«Avant de parler, assure-toi que ce que tu vas dire est bien meilleur que le silence»

Culture des anciens

Cette citation de grand sage ancien, mais encore d’actualité, recommande vivement à tous ceux qui daignent la suivre à la lettre de l’appliquer dans le respect des règles de l’art.

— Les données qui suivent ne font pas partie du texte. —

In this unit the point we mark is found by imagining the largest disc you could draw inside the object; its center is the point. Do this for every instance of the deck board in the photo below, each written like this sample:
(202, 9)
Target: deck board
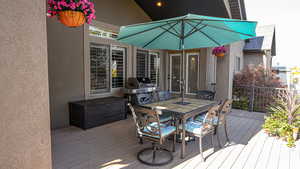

L’art de bien parler s’acquiert comme les autres arts en tenant compte d’un grand nombre de facteurs. Il faut considérer que ceux à qui on parle ont un tempérament, un niveau supposé bon, moyen, médiocre, sont-ils familiers ou inconnus ; les sujets de discussion sont-ils à la portée de tout le monde ? Eviter de parler pour ne rien dire, au risque de se faire ridiculiser. Bien des gens prennent ce risque et peu importe l’opinion des autres, ce qui compte pour eux, c’est de parler pour signifier qu’ils existent et font partie de la société. Un groupe d’individus échangeant des banalités ne suscitent que désintéressement et dégoût d’un public à l’écoute attentive. La pensée doit viser des participants réellement intéressés et qui n’interviennent que lorsqu’ils ont des idées intéressantes qui font avancer le débat. Cela doit se faire dans un échange à caractère pédagogique, par exemple, entre des enseignants d’un bon niveau et très motivés cherchant à savoir pourquoi les jeunes dans leur écrasante majorité ne lisent pas et quels procédés faut-il adopter pour recréer l’envie de lire, c’est là un exemple de sujet brûlant à débattre sérieusement et qui va dans l’intérêt d’une jeunesse qui n’a pas appris à lire ni à réfléchir et dont l’avenir est incertain. Il faut repenser sérieusement l’avenir d’une jeunesse totalement démotivée quant à son avenir scolaire. Et que de sujets comme à propos des conséquences sur le plan culturel d’une jeunesse qui a arrêté de lire depuis quelques décennies. Autre sujet majeur sur le plan scolaire, comment arrêter le copiage aux examens et c’est un véritable drame sans compter qu’il des gens qui recopient mot à mot un mémoire à soutenir alors qu’un mémoire qui mérite d’être soutenu doit être le fruit d’un travail de recherche. Il y a chez nous énormément de sujets essentiels qui doivent être l’affaire de vrais spécialistes qui ont toujours réussi à la sueur de leur front.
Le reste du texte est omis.